Photographic Poetry

Age Range: 7 - 11
By: Sarah Coraggio

Objective: Students will bring in photographs from their personal lives and write a poem about it, or write about a photograph they wish they had, and why.

Materials: Photographs supplied by students and teacher, Writing supplies, Poem on overhead transparency (Encarta)

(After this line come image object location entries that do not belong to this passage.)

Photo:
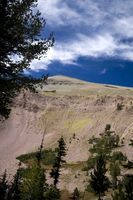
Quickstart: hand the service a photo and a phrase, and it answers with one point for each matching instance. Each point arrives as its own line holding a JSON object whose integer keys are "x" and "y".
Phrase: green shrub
{"x": 48, "y": 157}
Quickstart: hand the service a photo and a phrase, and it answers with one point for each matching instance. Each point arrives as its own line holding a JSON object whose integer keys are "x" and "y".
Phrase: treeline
{"x": 105, "y": 170}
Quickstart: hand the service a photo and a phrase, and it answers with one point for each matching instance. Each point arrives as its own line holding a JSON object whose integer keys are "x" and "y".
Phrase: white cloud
{"x": 103, "y": 71}
{"x": 101, "y": 27}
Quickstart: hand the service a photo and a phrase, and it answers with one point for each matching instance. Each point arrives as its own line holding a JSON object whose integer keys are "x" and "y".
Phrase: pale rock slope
{"x": 70, "y": 107}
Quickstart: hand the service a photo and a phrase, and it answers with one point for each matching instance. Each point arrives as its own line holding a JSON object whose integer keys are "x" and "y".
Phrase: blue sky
{"x": 93, "y": 40}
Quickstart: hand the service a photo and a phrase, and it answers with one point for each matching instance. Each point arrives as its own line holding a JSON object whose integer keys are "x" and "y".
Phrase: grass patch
{"x": 77, "y": 124}
{"x": 48, "y": 157}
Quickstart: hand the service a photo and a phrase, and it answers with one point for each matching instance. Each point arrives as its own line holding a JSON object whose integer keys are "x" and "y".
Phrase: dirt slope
{"x": 65, "y": 107}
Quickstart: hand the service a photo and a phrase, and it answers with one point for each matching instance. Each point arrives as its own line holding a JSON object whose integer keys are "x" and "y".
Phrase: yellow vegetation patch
{"x": 77, "y": 124}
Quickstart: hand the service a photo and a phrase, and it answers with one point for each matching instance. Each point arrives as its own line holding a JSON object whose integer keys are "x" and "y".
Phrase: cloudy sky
{"x": 93, "y": 40}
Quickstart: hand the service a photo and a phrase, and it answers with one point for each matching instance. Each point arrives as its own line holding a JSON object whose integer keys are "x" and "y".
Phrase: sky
{"x": 93, "y": 40}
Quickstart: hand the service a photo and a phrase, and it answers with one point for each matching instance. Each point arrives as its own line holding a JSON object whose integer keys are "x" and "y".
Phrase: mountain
{"x": 70, "y": 107}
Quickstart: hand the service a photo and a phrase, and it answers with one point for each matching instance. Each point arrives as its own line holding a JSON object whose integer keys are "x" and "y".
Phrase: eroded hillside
{"x": 69, "y": 107}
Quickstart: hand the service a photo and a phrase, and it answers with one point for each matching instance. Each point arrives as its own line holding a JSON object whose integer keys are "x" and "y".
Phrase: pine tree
{"x": 61, "y": 152}
{"x": 76, "y": 194}
{"x": 14, "y": 190}
{"x": 99, "y": 182}
{"x": 20, "y": 26}
{"x": 118, "y": 193}
{"x": 114, "y": 172}
{"x": 33, "y": 184}
{"x": 3, "y": 186}
{"x": 128, "y": 186}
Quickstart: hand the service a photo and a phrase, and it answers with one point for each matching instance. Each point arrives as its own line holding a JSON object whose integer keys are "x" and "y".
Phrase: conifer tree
{"x": 20, "y": 43}
{"x": 33, "y": 183}
{"x": 76, "y": 194}
{"x": 99, "y": 182}
{"x": 3, "y": 186}
{"x": 61, "y": 152}
{"x": 114, "y": 172}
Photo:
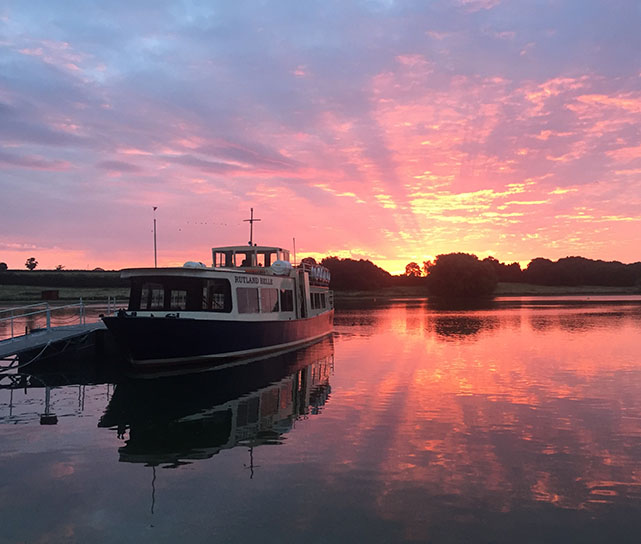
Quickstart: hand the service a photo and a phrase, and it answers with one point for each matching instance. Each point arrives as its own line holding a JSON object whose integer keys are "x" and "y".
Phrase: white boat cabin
{"x": 247, "y": 256}
{"x": 252, "y": 283}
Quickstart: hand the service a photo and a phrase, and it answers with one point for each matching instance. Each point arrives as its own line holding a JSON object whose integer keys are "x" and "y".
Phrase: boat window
{"x": 247, "y": 300}
{"x": 243, "y": 258}
{"x": 287, "y": 300}
{"x": 178, "y": 300}
{"x": 268, "y": 300}
{"x": 152, "y": 296}
{"x": 269, "y": 257}
{"x": 219, "y": 299}
{"x": 167, "y": 293}
{"x": 223, "y": 259}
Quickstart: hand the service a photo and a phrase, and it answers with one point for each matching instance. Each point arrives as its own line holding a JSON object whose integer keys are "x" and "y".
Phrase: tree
{"x": 350, "y": 274}
{"x": 413, "y": 270}
{"x": 461, "y": 275}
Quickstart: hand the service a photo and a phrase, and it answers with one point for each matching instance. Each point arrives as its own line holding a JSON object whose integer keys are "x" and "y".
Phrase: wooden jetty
{"x": 42, "y": 338}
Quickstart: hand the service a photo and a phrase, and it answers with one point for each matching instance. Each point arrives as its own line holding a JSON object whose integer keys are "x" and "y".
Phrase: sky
{"x": 386, "y": 130}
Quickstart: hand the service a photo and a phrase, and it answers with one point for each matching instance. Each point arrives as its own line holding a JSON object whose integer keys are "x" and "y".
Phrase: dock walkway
{"x": 48, "y": 335}
{"x": 42, "y": 338}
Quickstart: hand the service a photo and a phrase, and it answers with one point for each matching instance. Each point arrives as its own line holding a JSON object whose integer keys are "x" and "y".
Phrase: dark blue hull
{"x": 162, "y": 340}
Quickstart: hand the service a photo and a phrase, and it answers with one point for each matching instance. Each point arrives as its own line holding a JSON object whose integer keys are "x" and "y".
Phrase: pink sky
{"x": 378, "y": 130}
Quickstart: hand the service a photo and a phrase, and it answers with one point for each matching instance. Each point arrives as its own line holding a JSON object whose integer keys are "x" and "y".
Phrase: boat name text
{"x": 253, "y": 279}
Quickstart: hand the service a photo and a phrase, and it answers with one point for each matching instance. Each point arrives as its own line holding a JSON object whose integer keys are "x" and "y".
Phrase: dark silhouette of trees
{"x": 352, "y": 274}
{"x": 413, "y": 269}
{"x": 461, "y": 275}
{"x": 571, "y": 271}
{"x": 505, "y": 272}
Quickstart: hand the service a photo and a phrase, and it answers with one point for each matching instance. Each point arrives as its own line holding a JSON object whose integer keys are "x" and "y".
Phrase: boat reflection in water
{"x": 173, "y": 420}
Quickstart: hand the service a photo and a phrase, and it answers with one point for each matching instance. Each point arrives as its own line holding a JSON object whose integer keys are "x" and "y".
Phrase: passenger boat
{"x": 251, "y": 302}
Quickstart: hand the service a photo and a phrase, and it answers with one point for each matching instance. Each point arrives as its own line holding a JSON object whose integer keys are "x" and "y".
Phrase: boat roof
{"x": 247, "y": 247}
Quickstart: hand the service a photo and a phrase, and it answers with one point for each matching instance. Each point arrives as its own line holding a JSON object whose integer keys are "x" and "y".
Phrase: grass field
{"x": 28, "y": 293}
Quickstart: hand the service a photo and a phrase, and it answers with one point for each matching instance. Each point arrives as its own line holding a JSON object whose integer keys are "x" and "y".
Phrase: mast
{"x": 251, "y": 221}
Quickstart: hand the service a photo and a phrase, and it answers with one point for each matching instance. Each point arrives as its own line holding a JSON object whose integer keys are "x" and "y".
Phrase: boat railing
{"x": 318, "y": 274}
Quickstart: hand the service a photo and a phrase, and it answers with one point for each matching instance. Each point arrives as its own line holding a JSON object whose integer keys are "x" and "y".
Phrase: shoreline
{"x": 10, "y": 294}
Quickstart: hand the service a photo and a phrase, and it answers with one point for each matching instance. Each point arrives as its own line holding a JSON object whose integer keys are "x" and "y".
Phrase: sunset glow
{"x": 381, "y": 130}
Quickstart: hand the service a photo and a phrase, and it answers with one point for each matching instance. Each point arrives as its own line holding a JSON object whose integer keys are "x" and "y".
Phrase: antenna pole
{"x": 155, "y": 252}
{"x": 251, "y": 221}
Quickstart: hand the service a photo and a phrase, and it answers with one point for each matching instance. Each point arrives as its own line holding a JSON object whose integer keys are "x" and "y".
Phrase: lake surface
{"x": 517, "y": 422}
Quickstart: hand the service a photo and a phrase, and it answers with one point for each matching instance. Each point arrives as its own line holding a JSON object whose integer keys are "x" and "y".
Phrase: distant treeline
{"x": 63, "y": 278}
{"x": 350, "y": 274}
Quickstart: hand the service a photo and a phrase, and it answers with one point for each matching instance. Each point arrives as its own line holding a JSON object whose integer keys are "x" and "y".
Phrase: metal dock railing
{"x": 46, "y": 334}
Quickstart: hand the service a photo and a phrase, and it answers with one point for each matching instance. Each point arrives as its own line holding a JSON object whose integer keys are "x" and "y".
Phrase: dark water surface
{"x": 519, "y": 422}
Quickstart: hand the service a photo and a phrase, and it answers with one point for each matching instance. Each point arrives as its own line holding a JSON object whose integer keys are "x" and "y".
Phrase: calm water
{"x": 515, "y": 423}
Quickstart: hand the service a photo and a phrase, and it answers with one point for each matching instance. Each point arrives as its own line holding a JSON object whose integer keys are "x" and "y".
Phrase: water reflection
{"x": 520, "y": 423}
{"x": 172, "y": 421}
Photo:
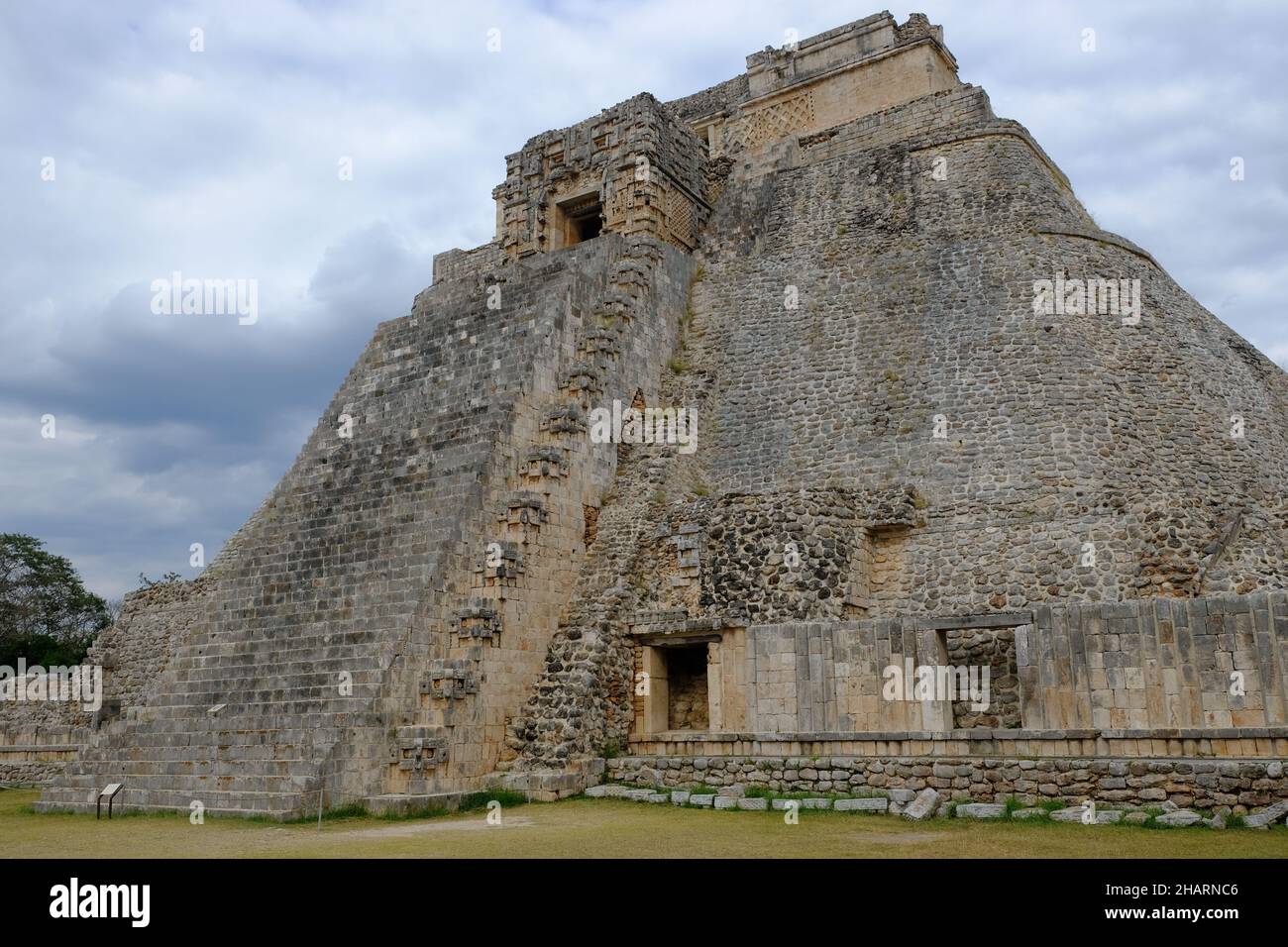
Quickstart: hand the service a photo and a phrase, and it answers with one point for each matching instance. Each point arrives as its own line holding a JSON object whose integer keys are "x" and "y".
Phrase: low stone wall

Visual Resources: Photographs, Poems


  1. Assign students to bring personal photographs to write about for the next day.
  2. On the lesson day, pass around teacher’s photos to cooperative tables. Ask students to look at the photos and comment on what they see as well as what they don’t see. Students brainstorm, with the teacher writing responses on the overhead. Written down on the overhead is a record of things seen as well as unseen.
  3. The teacher next puts the following poem on the overhead. Students listen to the poem and brainstorm what is being directly shown in the poem and what is not. The poem follows:

I have a photograph of my mother

standing on a hill, San Francisco

lying beneath her. She is facing

the sun. Her white suit coat is open

and flaps in the wind, filling

the space between her raised arms

and her body like the wings of an angel.

Her hair is shimmering, one blond hunk

of it flying skyward. Her thin hand is

a shadowed awning above her eyes

and she stands straight: a tall

golden stalk in a growing field.

Today she called from Florida

voice slurred, spilling commands

that I tell her about my separation,

my job, my life. Threatening, between

bouts of coughing, to fly here in

just two hours. And I could see her,

hunched over the phone, dried up and

shrinking like a root torn from the earth

and long forgotten. And when I said "No"

and then "Good bye," I knew that I would look

for her photograph to remind me to be gentle

to this person who once stood on the edge of life

and soared ahead faithfully to meet it.

  1. Next students write their own poem about a photograph they treasure or one they wish they had. Students need at least 20 – 25 minutes to write.
  2. When done, students may share with the class if they wish.

Assessment: Based on formally assessing "voice" in poetic writing.